Attirer les ’âmes perdues’
En faisant allégeance lundi aux jihadistes de l'Etat islamique (EI), le principal groupe d'insurgés islamistes en Egypte cherche à recruter des combattants, estiment les experts.
Ansar Beït al-Maqdess ("les Partisans de Jérusalem" en arabe) a revendiqué la plupart des nombreuses attaques qui ciblent militaires et policiers depuis que la destitution en 2013 du président islamiste Mohamed Morsi, le premier élu démocratiquement en Egypte.
Mais il est confronté depuis quelques semaines à une offensive majeure des militaires dans son bastion du Sinaï, à la frontière avec Gaza et Israël. Et il ne se passe pas un jour sans que l'armée n'annonce avoir tué ou capturé des dizaines de jihadistes dans le Sinaï.
Il n'est pas possible de vérifier ces annonces, mais les experts assurent qu'ils essuient des pertes significatives.
Les chefs d'Ansar Beït al-Maqdess "semblent vouloir internationaliser leur position, peut-être face à l'offensive de l'armée, mais il reste à voir s'ils peuvent attirer en dehors de l'Egypte", estime Hisham Hellyer, spécialiste du Moyen-Orient au Royal United Services Institute de Londres.
"Il est peu probable que l'EI ait beaucoup à donner à l'Egypte", sauf à susciter des vocations "chez certains individus", prévient-il toutefois.
"Les troupes assiègent le Sinaï et cette allégeance peut être considérée comme une manoeuvre pour utiliser le nom de l'Etat islamique afin d'attirer la sympathie au sein de la jeunesse" en Egypte, renchérit Eman Ragab, chercheuse au Centre Ahram d'études stratégiques du Caire.
"C'est surtout de la simplicité du message de l'EI dont pourrait tirer parti Ansar Beït al-Maqdess.
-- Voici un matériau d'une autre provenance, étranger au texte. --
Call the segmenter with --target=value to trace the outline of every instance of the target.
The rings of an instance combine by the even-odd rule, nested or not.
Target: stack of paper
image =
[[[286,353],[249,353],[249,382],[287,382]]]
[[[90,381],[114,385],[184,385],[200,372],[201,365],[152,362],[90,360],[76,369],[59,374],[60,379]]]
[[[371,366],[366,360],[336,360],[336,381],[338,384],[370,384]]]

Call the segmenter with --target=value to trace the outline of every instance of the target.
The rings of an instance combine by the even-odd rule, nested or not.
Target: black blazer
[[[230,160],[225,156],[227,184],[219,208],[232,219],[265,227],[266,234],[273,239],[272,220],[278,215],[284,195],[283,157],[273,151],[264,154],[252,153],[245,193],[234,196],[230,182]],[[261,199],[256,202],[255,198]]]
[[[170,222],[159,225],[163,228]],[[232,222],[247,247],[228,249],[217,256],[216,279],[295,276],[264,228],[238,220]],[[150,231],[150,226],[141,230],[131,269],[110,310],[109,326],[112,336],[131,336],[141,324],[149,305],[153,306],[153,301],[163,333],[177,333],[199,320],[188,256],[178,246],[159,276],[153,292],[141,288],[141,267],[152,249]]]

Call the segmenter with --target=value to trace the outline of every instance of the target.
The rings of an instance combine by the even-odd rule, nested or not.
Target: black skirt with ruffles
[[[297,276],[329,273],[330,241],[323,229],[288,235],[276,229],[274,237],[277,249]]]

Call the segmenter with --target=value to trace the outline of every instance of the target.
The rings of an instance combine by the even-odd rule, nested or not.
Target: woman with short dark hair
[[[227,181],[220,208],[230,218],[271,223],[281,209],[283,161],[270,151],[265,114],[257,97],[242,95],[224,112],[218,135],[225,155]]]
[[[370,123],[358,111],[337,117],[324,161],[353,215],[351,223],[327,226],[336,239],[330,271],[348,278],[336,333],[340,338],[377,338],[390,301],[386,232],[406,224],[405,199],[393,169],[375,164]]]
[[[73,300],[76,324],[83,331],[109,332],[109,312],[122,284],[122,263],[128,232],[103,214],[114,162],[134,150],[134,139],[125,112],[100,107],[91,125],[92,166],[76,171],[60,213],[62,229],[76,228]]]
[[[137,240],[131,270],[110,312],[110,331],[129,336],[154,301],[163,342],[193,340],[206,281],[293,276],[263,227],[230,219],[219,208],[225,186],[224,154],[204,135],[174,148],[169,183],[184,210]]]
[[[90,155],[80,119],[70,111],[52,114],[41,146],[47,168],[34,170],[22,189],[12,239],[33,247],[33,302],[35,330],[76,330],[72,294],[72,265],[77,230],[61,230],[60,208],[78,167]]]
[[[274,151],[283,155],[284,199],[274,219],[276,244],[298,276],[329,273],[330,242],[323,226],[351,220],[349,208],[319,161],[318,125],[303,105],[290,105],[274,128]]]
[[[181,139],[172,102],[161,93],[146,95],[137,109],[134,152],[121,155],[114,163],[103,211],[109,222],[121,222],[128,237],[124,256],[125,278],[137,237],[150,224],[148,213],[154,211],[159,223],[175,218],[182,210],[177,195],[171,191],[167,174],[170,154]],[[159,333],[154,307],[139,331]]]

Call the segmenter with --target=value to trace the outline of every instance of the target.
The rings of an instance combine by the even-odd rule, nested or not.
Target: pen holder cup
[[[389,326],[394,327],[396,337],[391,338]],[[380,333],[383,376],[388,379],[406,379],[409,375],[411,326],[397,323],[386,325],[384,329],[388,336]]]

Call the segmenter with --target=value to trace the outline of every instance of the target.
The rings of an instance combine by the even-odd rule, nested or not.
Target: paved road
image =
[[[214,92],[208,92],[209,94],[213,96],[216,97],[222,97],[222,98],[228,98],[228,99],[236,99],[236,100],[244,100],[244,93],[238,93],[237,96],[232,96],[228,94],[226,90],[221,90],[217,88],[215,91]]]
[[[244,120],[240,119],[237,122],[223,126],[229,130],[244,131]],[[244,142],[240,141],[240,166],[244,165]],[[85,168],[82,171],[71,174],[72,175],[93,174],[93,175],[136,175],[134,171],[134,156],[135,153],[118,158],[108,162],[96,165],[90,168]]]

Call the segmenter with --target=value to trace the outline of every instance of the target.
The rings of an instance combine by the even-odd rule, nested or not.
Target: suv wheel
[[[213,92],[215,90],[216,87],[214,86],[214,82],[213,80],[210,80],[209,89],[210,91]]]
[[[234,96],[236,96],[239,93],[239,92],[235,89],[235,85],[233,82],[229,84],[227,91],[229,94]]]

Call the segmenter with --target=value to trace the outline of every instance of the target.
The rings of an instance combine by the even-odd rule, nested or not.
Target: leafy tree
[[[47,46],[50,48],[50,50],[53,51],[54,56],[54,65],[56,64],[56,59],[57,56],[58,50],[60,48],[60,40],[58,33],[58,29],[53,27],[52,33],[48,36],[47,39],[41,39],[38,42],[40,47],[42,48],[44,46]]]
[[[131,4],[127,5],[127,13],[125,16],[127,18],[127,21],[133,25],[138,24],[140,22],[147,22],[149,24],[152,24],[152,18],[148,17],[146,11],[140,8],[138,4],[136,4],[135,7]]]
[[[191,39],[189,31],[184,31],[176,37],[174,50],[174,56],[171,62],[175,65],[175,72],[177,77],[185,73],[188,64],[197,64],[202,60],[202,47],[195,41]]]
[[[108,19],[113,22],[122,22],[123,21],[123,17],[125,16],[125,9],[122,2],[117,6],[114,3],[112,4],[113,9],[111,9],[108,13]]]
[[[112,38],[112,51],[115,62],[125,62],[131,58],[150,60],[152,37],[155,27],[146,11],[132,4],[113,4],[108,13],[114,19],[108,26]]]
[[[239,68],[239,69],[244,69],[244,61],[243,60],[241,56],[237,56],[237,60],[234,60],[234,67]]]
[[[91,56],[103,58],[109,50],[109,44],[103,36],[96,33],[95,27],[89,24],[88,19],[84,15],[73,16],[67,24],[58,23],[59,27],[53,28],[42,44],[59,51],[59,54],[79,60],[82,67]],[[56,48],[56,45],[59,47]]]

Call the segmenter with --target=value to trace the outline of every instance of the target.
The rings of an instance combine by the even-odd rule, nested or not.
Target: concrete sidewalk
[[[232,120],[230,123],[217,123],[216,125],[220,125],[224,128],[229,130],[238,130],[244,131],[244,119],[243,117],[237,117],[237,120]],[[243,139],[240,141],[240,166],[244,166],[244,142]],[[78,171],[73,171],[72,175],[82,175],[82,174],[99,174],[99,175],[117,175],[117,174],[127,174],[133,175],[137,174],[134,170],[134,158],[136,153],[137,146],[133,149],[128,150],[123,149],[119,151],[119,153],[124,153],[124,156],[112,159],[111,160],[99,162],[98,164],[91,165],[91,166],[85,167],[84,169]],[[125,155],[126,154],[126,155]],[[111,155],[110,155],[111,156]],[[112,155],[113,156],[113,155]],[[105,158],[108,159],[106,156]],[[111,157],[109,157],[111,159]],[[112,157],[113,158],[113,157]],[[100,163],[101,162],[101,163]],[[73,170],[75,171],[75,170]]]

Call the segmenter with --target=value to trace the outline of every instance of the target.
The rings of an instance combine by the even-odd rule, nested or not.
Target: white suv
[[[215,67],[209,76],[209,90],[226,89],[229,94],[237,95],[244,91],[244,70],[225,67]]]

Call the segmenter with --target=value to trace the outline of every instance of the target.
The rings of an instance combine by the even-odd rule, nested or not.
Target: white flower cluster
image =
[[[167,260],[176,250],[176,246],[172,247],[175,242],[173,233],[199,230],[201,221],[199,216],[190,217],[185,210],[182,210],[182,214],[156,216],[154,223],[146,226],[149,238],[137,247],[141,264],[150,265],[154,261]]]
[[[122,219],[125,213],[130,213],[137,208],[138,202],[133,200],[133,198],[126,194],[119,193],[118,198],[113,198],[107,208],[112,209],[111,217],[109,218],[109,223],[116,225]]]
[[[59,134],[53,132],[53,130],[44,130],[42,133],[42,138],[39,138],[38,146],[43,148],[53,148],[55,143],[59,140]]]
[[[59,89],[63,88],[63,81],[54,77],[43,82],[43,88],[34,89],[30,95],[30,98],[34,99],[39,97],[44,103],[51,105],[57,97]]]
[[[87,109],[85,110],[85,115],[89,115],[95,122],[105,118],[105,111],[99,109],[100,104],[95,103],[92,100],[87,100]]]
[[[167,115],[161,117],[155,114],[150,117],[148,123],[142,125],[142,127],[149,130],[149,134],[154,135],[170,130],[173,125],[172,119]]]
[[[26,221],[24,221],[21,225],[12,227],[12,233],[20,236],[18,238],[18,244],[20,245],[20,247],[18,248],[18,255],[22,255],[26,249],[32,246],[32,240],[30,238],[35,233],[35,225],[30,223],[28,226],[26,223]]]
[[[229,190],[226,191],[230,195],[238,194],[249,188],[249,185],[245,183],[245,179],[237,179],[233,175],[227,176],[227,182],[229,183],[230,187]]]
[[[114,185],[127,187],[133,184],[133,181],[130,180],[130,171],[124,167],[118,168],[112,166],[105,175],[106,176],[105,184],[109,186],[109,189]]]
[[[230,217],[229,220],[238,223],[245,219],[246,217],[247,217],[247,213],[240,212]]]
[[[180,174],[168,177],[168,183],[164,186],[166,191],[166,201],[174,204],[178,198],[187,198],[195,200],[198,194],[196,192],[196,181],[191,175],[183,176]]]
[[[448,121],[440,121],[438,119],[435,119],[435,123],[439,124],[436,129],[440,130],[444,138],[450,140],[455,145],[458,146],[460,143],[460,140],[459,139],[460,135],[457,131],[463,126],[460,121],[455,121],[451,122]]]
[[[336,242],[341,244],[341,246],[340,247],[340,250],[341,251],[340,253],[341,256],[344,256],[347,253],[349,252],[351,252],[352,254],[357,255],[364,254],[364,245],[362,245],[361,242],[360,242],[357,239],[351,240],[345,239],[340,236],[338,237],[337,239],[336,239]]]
Ce message est beaucoup plus frustre et accessible que celui d'Al-Qaïda et permet d'attirer une base populaire aux connaissances limitées de la religion: 'tuez des infidèles, responsables de tous les maux du monde musulman, des Américains, des chiites, etc'," commente au Caire un expert du terrorisme au Moyen-Orient, sous couvert de l'anonymat.
Attirer les 'âmes perdues'
L'EI a désormais "une attractivité plus forte qu'Al-Qaïda dans le monde", insiste ce connaisseur qui redoute que des "âmes perdues" en Egypte, en particulier avec l'implacable répression visant les islamistes même modérés, rejoignent l'EI sans s'éloigner: au sein désormais de sa franchise égyptienne.
L'objectif est ainsi de "créer un sanctuaire en Egypte" pour que des jeunes jihadistes rejoignent l'EI sans "aller combattre en Irak ou en Syrie", estime aussi Ismaïl Iskandrani, expert du Sinaï au sein de l'Initiative Arabe de Réforme, un institut basé à Paris.
Ansar Beït al-Maqdess a rappelé lundi que son message et ses objectifs de guerre restaient centrés sur l'Egypte et la lutte contre l'ex-chef de l'armée Abdel Fattah al-Sissi, tombeur de M. Morsi et nouveau président.
"Qu'attendez-vous après que votre honneur eut été souillé, votre sang versé par ce tyran stupide et ses soldats", a proclamé le groupe jihadiste, qui n'a de cesse que de conseiller aux "civils musulmans" de se tenir éloignés de ses cibles potentielles.
"Le souci, c'est qu'ils pourraient viser maintenant des éléments connus pour aidant l'armée égyptienne, ou accusés de soutenir 'l'oppression contre les musulmans', comme les chrétiens, ou des ambassades de pays participant à la coalition contre l'EI", prévient M. Iskandrani.
"Jusqu'à présent, Ansar Beït al-Maqdess s'est retenu mais il est probable que les cibles civiles ou étrangères vont devenir plus fréquentes", renchérit Issandr El Amrani, directeur pour l'Afrique du Nord de l'International Crisis Group (ICG).
"Les nouvelles adhésions rendent la menace que pose Daesh (acronyme arabe de l'EI) encore plus évidente, puisque ce mouvement bénéficie désormais à la fois d'un ancrage territorial solide en Irak et en Syrie, mais aussi de ramifications internationales démultipliant sa force de frappe contre des cibles moyen-orientales ou internationales", s'inquiète Karim Bitar, directeur
de recherche à l'Institut de Relations Internationales et Stratégiques (IRIS) à Paris.
"Il existe un effet d'entraînement et, tant que le momentum de Daesh n'aura pas été brisé, beaucoup continueront de vouloir prendre ce train en marche", prédit l'expert.